Operating room optimisation crosses a number of disciplines – from improving turnover time in the operating room to achieving operating room efficiency metrics, from managing OR inventory to precision time management in the OR, from waste management to broader concerns about sustainability initiatives in the operating room, there are multiple dimensions to increasing OR efficiency.
Successfully optimising the OR for the perioperative experience means supporting healthcare workers with best practices, processes and tools that support healthcare managers’ ability to do more with smaller hospital budgets and carry out more OR procedures in more efficient ways – all without compromising on quality or safety.
OR personnel and healthcare managers tell us that a number of challenges make their work more difficult. First and foremost, preparing for surgery, collecting the right components and surgical instruments and equipment in the operating room, and cleaning up afterwards, are the costliest and time-intensive activities in the OR.
Additional challenges stretch resources even further, such as:
- increasing numbers of procedures and pressure to do even more
- complex procurement processes
- cutbacks in material management
- understaffing
- overtime costs.
Quantifying challenges in the OR
Supporting OR efficiency is one key to supporting OR personnel. Cutting back on time spent dealing with surgical instruments and components can significantly improve efficiency in the OR. Traditionally, nurses have needed to collect everything from the storeroom and set it all up for each procedure. Other necessary steps to get the components in place, such as stock-taking, ordering, warehousing and transportation take additional time¹.
With healthcare professionals spending a lot of time setting up procedures – up to 30 minutes² in some cases – operating rooms themselves aren’t used to their full capacity.
Because they’re spending so much time managing, unpacking, stocking and restocking surgical equipment, they have less time to spend on carrying out procedures and caring for patients. This causes unnecessary stress. And that leads to poor job satisfaction, making it hard to recruit and retain skilled surgical staff. Supporting effective operating room inventory management can improve these metrics as well.
Increasing OR efficiency
Hospitals and healthcare managers around the world are finding better ways to improve internal processes to save time and increase efficiency in the operating room.
Their goals include improving outcomes while ensuring quality and safety. That involves making best use of the resources they have, easing the stress on healthcare professionals so they can perform at their best, and maximising the use of OR so more procedures can be carried out.
Procedure-specific trays
Customised surgical procedure trays are tailored specifically for the needs of the OR staff in that hospital, dealing with that specific procedure. Procedure trays ensure that staff have the right tools at the right time, all in one convenient package.
They simplify the OR team’s work and have been shown to improve operating room efficiency:
- by saving 40-59% of time during set-up, hospitals can complete more procedures¹
- by freeing up time for staff: the more components included in a single tray, the more time is saved across the entire OR process, from ordering to waste removal
- because no components are wasted and less packaging is required, component handling is more cost-effective and efficient
- by giving hospitals control of their own stock – hospitals have more ownership of the process and insight, enabling them to forecast more precisely
Staff can spend a lot of time searching for the right equipment for each procedure.
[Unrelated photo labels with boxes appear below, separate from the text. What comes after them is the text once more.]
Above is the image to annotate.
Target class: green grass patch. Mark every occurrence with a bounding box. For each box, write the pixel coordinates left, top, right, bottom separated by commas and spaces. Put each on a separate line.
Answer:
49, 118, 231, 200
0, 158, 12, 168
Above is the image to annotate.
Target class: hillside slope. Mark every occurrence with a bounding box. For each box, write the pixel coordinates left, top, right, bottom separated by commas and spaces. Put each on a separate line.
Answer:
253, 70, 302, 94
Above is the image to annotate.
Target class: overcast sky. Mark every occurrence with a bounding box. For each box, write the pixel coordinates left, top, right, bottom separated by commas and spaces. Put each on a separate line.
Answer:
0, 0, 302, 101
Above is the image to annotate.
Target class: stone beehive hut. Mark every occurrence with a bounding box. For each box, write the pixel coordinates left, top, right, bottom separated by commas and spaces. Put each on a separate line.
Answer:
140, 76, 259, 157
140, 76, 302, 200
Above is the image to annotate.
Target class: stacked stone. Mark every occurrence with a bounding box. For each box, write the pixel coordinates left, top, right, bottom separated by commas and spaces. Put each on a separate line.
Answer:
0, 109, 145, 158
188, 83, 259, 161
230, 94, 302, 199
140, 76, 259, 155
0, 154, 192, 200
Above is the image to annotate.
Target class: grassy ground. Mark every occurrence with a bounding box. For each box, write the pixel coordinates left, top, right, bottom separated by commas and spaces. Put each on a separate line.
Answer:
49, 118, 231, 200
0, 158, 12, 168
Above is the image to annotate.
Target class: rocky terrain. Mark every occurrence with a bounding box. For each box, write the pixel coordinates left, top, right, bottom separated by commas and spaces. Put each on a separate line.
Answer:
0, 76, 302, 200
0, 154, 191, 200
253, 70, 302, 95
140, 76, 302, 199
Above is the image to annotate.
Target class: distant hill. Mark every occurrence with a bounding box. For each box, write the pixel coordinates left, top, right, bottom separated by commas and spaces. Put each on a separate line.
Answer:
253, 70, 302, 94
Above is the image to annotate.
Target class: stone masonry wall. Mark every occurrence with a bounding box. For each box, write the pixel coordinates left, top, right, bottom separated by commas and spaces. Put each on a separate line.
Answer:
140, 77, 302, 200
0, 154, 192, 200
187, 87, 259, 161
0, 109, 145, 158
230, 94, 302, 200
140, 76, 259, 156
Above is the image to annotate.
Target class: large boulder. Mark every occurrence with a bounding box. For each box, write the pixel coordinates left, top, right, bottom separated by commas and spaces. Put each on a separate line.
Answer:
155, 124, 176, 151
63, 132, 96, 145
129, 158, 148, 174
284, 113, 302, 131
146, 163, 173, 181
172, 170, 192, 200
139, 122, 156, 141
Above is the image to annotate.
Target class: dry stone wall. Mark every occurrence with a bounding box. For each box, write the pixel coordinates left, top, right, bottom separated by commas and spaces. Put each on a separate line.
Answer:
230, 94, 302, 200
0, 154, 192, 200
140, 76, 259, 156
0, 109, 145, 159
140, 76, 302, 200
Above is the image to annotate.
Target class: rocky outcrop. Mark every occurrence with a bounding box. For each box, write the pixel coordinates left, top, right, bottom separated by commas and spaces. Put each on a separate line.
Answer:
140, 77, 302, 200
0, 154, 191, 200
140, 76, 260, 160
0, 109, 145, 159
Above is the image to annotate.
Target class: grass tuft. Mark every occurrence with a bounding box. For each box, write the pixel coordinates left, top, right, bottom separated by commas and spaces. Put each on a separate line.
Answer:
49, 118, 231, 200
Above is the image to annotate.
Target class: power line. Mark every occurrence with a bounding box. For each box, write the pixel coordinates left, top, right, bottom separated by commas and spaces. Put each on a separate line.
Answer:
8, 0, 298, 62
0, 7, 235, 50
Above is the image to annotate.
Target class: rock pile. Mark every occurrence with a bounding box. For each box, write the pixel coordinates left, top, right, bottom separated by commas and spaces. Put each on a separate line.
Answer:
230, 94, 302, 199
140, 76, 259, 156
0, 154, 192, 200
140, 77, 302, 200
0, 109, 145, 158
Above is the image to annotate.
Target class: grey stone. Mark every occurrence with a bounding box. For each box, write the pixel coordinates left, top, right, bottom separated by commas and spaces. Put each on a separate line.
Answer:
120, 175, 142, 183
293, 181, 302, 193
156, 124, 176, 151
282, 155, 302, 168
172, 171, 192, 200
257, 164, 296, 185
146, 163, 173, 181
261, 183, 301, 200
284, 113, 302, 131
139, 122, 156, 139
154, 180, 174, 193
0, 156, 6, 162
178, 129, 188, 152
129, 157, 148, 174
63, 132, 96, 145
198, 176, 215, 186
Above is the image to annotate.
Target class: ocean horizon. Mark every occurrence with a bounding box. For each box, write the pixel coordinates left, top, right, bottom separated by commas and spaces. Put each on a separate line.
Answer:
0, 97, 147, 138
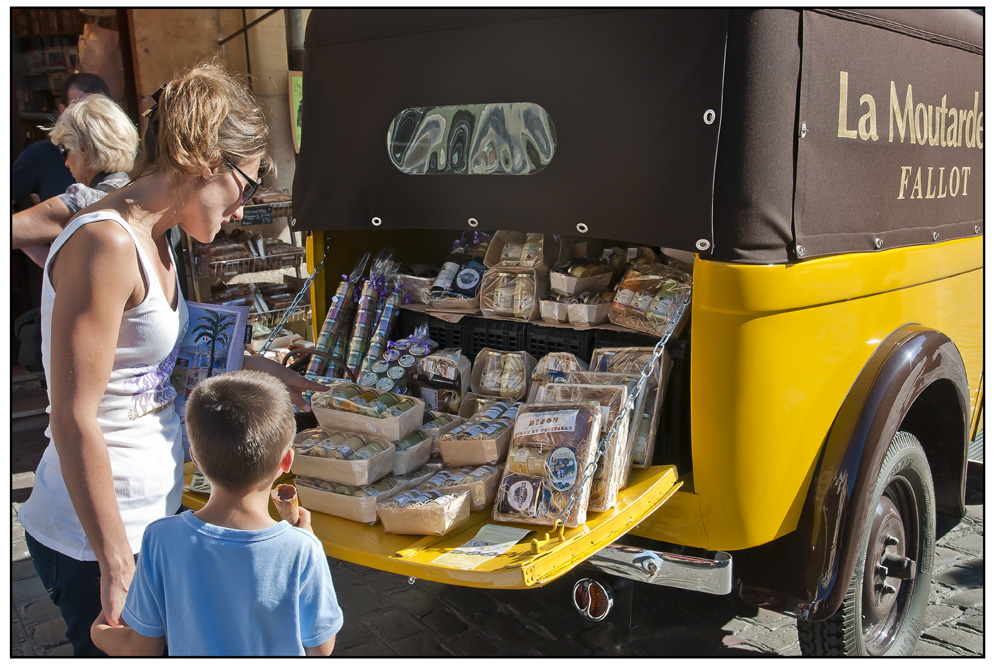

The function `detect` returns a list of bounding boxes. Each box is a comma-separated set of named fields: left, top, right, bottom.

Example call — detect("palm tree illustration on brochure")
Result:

Managing and storing stock is also extremely time-intensive. But if it’s well-organised, there are opportunities for efficiencies – reducing the time spent on preparation and change-over between surgeries and on stock management.
Solutions include colour-coding trays. This gives anyone handling them an easy visual identifier – so that they can store trays in a more organised way, notice when stock is getting low and replenish it, and pick trays before surgeries. It also means that all hospital staff can collect trays.
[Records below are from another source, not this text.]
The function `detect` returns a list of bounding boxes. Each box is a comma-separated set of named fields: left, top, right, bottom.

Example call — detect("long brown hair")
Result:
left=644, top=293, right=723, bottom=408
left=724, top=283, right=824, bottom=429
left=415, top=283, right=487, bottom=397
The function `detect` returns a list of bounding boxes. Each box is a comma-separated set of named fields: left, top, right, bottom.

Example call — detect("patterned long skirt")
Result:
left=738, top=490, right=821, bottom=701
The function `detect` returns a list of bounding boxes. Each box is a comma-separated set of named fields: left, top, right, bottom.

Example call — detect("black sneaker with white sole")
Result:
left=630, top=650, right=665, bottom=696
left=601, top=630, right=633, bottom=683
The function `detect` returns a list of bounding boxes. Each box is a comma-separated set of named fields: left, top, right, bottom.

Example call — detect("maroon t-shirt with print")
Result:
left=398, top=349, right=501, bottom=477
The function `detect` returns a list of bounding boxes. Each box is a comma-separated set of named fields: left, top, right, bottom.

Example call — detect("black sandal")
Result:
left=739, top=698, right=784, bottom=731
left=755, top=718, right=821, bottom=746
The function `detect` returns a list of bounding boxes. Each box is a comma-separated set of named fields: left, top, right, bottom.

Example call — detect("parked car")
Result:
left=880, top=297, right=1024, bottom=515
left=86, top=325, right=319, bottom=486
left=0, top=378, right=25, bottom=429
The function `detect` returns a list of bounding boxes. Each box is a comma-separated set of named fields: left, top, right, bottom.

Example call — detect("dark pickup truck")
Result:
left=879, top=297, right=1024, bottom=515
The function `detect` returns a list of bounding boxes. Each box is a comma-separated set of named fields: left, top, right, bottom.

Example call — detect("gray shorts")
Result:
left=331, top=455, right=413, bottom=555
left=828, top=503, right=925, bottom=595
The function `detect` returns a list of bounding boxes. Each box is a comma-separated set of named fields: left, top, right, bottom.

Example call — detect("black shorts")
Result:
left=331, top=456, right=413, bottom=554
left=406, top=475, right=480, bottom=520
Efficient component management
Surgical requirements and protocols are always changing. And surgical components can be wasted when too much is ordered, creating further inefficiencies. Space is at a premium in busy hospitals too. As a result, many hospital managers are introducing lean stock management processes.
By planning deliveries of surgical equipment according to demand, they can reduce waste and cost. And they can be sure they always have the right components for the right procedures at the right time.